Mas lembro, à luz do quadro geral em que nos movemos, o que escreveu Peter Sloterdijk no seu ensaio “Os Novos Frutos da Ira: Pós-Comunismo, Neoliberalismo, Islamismo”, outra lição que não podemos esquecer e que diz respeito ao fascínio que o fanatismo islamico exerce sobre os mais jovens. Avança Sloterdijk três razões para o crescente número de adeptos deste extremismo: i) o islamismo apresenta uma “dinâmica missionária contagiante que lhe dá condições para constituir um colectivo maioritariamente formado por neoconvertidos”; ii) o fundamentalismo oferece “uma visão do mundo centrada na luta”, simplificando a dialéctica da cultura humana, na medida em que para estes criminosos a missão é vencer o inimigo (o Ocidente laico, cristão, capitalista) e reconstruir um emirado universal global; iii) o “dinamismo demográfico do seu campo de recrutamento”, ou seja, a base de agitação e manipulação em que actua.

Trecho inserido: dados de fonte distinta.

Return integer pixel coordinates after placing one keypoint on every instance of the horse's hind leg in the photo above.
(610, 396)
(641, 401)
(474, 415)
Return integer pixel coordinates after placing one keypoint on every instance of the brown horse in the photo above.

Diz Sloterdijk: “como os movimentos totalitários do século XX que o precederam, ele é essencialmente um movimento de juventude, mais exactamente um movimento de homens jovens [...] desempregados, sem família e sem perspectivas sociais, entre os 15 e os 29 anos [...]” (in O Estado do Mundo, Temas e Debates / Fundação Calouste Gulbenkian, Lx, 2006, p. 216.).

Eis o perigo real: até meados deste século o Daesh poderá “captar uma reserva de 200 ou 300 milhões de jovens que, provavelmente, só terão como horizonte de sentido” o auto-aniquilamento camuflado de “significado político-religioso”. Urge dar aos jovens um outro sentido existencial, uma Europa lúcida e não alienada. Tal desiderato tem de passar pela escola e pela educação humanista.